In conclusion, ambient air pollution, measured by PM_2.5, was associated with all-cause mortality among older patients initiating dialysis. More notably, increased mortality risk was observed among patients aged >75 years, even at levels below the current EPA National Ambient Air Quality Standard for PM_2.5. Our results suggested that the current EPA standard for PM_2.5 might not be enough to protect the most vulnerable populations. Geriatricians and nephrologists should consider ambient air pollution as an important environmental exposure and implement ambient air pollution exposure mitigation strategies for their vulnerable older patients and actively engage in advocacy for population-level solutions.

The data reported here have been supplied by the United States Renal Data System (USRDS). The interpretation and reporting of these data are the responsibility of the author(s) and in no way should be seen as an official policy or interpretation of the US government.

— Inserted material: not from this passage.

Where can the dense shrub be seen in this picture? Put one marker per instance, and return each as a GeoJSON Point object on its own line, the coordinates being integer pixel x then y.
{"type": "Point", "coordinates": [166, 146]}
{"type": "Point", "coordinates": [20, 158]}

No authors report a conflict of interest.

Funding for this study was provided in part by the National Institute of Diabetes and Digestive and Kidney Disease (NIDDK) and the National Institute on Aging (NIA) (Grant No. R01DK120518 [PI: Mara McAdams-DeMarco], R01AG055781 [PI: Mara McAdams-DeMarco], K01AG064040 [PI: Chu], and K24AI144954 [PI: Dorry Segev]).

M.M.D., Y.F., M.J., and D.L.S. designed the study; all authors drafted and revised the manuscript; all authors approved the final version of the manuscript.

The data underlying this article were provided by the USRDS under license/by permission. Data will be shared on request to the corresponding author with permission of the USRDS.